The companies pledged $100 billion “immediately” to build AI data centers, but internal disagreements between OpenAI and SoftBank over location and structure have slowed momentum.
Stargate is now aiming to build just one small facility in Ohio by year’s end, a sharp retreat from its original 5-gigawatt target.
OpenAI CEO Altman is moving ahead without SoftBank. The ChatGPT maker signed a $30 billion-a-year deal with Oracle for 4.5 gigawatts of data center capacity—enough to power four million homes.

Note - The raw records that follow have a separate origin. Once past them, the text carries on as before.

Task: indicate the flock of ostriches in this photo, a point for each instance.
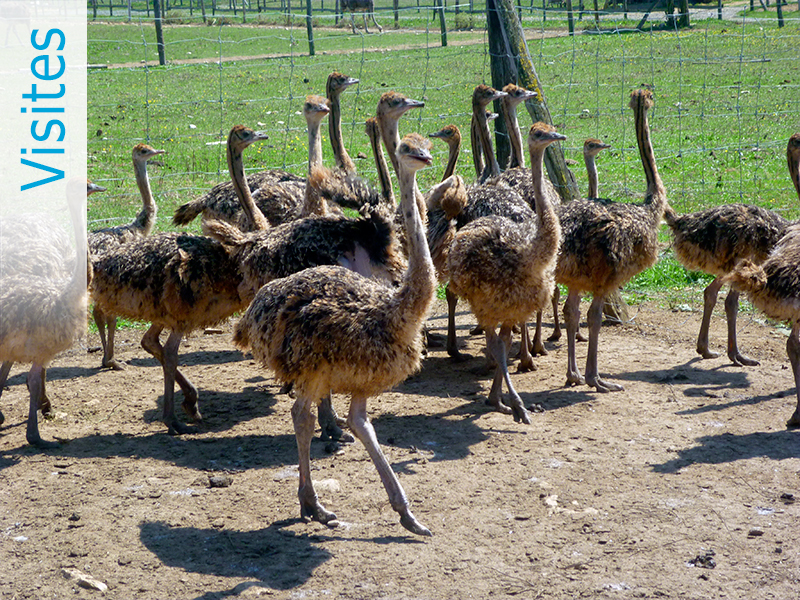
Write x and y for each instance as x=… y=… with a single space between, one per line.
x=337 y=304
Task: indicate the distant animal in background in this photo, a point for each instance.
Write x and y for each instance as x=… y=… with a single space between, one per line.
x=362 y=6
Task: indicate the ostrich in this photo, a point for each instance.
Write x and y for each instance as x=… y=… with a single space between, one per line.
x=479 y=129
x=604 y=245
x=362 y=6
x=505 y=270
x=36 y=246
x=41 y=316
x=280 y=196
x=490 y=198
x=715 y=239
x=336 y=84
x=384 y=178
x=101 y=240
x=328 y=328
x=591 y=148
x=774 y=286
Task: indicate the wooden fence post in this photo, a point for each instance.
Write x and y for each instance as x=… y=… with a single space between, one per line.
x=159 y=33
x=309 y=28
x=511 y=63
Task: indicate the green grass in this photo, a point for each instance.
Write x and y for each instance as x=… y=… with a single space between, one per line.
x=726 y=102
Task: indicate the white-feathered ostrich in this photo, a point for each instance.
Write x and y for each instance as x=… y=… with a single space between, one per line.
x=101 y=240
x=714 y=240
x=604 y=245
x=505 y=270
x=42 y=316
x=38 y=246
x=774 y=286
x=328 y=328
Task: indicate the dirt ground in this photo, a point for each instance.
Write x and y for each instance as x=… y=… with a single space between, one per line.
x=636 y=494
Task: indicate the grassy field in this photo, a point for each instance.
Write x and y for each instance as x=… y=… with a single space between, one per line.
x=726 y=103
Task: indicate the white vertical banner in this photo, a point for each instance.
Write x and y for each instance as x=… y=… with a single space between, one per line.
x=43 y=116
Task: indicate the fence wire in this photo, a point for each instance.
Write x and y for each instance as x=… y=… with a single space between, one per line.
x=726 y=92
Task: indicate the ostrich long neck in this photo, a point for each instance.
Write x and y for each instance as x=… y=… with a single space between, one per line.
x=591 y=174
x=452 y=158
x=146 y=218
x=548 y=227
x=314 y=143
x=656 y=196
x=492 y=168
x=384 y=179
x=793 y=158
x=257 y=220
x=390 y=134
x=517 y=157
x=419 y=284
x=343 y=160
x=475 y=143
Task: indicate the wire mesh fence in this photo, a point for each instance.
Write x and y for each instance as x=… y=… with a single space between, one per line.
x=726 y=91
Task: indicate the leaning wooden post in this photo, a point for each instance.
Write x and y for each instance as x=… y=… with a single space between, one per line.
x=159 y=33
x=683 y=20
x=309 y=28
x=511 y=63
x=570 y=18
x=440 y=10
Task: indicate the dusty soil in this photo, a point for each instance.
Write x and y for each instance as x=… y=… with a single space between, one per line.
x=628 y=495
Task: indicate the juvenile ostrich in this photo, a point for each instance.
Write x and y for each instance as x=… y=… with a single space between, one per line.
x=362 y=6
x=42 y=316
x=335 y=85
x=505 y=270
x=715 y=239
x=36 y=245
x=329 y=329
x=278 y=195
x=774 y=286
x=384 y=178
x=591 y=148
x=101 y=240
x=179 y=282
x=490 y=198
x=479 y=129
x=604 y=245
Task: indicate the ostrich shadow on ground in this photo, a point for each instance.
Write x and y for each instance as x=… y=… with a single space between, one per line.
x=276 y=558
x=713 y=378
x=728 y=447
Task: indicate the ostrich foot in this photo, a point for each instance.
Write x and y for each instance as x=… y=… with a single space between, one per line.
x=740 y=360
x=574 y=378
x=41 y=444
x=498 y=405
x=435 y=340
x=706 y=353
x=603 y=386
x=113 y=364
x=313 y=509
x=175 y=427
x=526 y=364
x=410 y=522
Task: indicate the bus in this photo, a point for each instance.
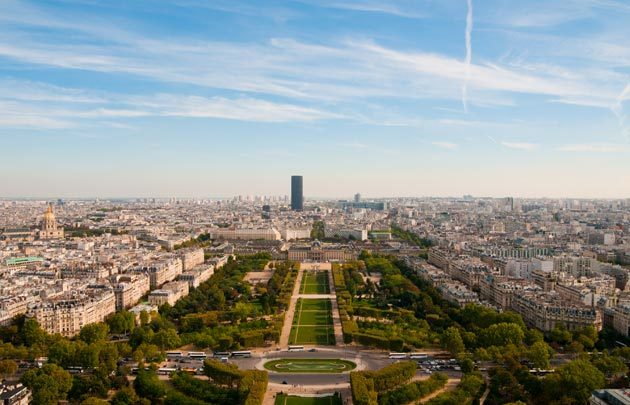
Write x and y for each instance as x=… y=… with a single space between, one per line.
x=74 y=369
x=166 y=370
x=197 y=355
x=174 y=355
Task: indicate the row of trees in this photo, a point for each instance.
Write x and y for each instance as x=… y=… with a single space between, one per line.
x=368 y=387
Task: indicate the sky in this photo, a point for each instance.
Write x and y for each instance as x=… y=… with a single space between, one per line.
x=196 y=98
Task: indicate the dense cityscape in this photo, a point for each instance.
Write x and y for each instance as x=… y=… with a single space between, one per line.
x=256 y=299
x=314 y=202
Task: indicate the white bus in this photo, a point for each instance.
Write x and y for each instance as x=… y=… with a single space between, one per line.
x=174 y=355
x=197 y=355
x=166 y=370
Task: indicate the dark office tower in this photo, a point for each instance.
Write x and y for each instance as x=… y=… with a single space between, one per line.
x=297 y=193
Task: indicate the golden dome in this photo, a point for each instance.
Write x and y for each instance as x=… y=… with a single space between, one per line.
x=49 y=216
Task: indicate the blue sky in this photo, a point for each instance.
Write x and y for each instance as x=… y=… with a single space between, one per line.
x=386 y=98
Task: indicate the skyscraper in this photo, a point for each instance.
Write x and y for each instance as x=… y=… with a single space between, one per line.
x=297 y=193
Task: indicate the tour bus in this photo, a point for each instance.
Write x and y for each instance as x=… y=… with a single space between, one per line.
x=166 y=370
x=75 y=369
x=197 y=355
x=174 y=355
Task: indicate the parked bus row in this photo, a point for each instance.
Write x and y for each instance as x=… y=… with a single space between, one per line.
x=204 y=355
x=412 y=356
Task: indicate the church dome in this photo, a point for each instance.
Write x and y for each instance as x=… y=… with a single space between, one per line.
x=49 y=216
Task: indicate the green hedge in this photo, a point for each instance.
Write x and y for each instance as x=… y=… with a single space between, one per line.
x=362 y=389
x=413 y=391
x=253 y=386
x=393 y=375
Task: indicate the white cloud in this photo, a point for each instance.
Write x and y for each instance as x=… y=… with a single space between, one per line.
x=468 y=59
x=595 y=148
x=520 y=145
x=445 y=145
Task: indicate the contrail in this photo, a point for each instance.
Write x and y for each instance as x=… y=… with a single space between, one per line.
x=468 y=56
x=617 y=109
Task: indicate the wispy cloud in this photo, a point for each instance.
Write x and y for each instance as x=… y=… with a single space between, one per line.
x=36 y=113
x=595 y=148
x=445 y=145
x=468 y=59
x=520 y=145
x=391 y=7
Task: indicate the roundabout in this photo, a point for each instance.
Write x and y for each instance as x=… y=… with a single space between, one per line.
x=319 y=366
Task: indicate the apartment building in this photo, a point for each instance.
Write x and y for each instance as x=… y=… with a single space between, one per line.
x=129 y=288
x=170 y=293
x=191 y=258
x=69 y=312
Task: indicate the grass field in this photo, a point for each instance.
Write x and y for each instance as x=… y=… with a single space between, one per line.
x=284 y=399
x=315 y=282
x=312 y=323
x=319 y=366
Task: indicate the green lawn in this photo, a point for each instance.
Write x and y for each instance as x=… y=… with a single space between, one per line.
x=315 y=282
x=320 y=366
x=314 y=305
x=312 y=323
x=313 y=335
x=313 y=318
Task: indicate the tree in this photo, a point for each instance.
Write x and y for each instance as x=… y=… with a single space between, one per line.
x=7 y=368
x=94 y=332
x=222 y=373
x=561 y=335
x=502 y=334
x=125 y=396
x=610 y=365
x=32 y=334
x=94 y=401
x=49 y=383
x=87 y=385
x=573 y=382
x=166 y=339
x=452 y=341
x=539 y=353
x=148 y=385
x=145 y=318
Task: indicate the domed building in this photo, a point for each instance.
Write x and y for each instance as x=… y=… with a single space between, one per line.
x=49 y=229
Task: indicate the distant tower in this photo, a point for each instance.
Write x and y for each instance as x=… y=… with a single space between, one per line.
x=49 y=228
x=297 y=193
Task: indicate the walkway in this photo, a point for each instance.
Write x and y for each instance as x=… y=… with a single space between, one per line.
x=335 y=311
x=288 y=316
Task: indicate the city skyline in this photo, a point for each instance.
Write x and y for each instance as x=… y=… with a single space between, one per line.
x=403 y=98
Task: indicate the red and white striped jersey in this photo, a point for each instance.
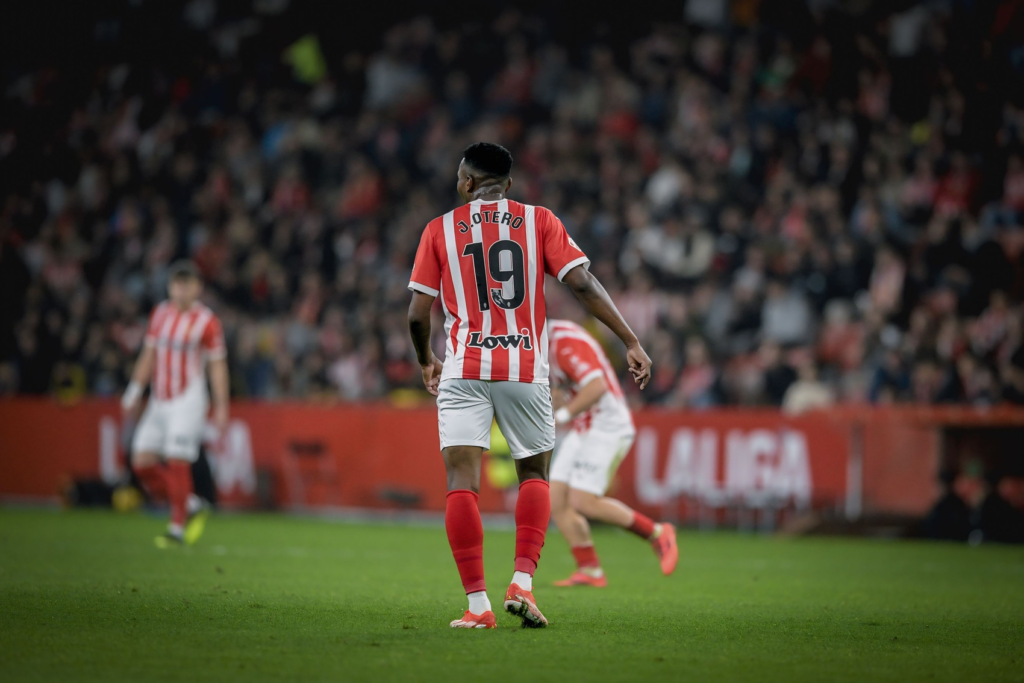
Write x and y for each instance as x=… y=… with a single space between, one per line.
x=184 y=341
x=487 y=261
x=577 y=359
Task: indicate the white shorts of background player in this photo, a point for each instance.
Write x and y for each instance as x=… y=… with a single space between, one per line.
x=174 y=428
x=588 y=460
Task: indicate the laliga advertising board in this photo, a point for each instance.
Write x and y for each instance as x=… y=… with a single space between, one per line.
x=748 y=458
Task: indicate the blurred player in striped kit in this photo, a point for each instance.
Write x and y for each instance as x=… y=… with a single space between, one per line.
x=183 y=340
x=586 y=461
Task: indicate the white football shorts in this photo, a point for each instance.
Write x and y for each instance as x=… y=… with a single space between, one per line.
x=587 y=461
x=466 y=409
x=174 y=428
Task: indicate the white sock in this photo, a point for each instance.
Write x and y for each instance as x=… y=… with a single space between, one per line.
x=478 y=602
x=523 y=581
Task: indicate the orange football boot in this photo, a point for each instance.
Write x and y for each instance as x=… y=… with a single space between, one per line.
x=583 y=579
x=666 y=548
x=521 y=604
x=471 y=621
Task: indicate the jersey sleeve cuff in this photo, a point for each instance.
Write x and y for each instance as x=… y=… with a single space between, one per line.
x=571 y=264
x=417 y=287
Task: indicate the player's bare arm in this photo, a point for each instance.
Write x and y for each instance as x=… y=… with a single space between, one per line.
x=419 y=329
x=139 y=379
x=595 y=299
x=586 y=398
x=219 y=385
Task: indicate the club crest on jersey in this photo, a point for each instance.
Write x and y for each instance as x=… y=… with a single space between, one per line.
x=477 y=340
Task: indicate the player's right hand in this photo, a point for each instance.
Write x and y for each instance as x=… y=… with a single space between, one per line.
x=432 y=375
x=639 y=364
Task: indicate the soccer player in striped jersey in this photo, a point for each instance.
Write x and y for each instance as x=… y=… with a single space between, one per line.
x=183 y=339
x=588 y=457
x=486 y=260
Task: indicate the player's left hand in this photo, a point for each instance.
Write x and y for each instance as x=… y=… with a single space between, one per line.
x=220 y=417
x=432 y=375
x=639 y=365
x=558 y=398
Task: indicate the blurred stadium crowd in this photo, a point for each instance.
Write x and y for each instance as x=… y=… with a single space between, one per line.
x=791 y=207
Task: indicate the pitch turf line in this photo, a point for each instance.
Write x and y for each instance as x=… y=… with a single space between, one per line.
x=84 y=596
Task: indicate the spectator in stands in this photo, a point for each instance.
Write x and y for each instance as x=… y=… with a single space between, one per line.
x=786 y=191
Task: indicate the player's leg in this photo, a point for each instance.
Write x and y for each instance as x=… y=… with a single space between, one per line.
x=572 y=525
x=525 y=418
x=464 y=416
x=587 y=488
x=185 y=422
x=147 y=441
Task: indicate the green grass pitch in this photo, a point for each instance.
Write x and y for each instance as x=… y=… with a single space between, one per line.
x=85 y=596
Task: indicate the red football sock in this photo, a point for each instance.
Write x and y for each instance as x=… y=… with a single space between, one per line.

Meanwhile, SoftBank’s Son remains committed and hopes to invest more, even as Stargate lags. The Japanese billionaire had pledged $30 billion and took on fresh debt to back the initiative, seeking to lead in AI infrastructure after missing early AI winners.
Stargate’s sluggish start highlights the complex demands of scaling AI: land, power, chips, and financing. Despite tensions, both sides insist the partnership is intact and accelerating.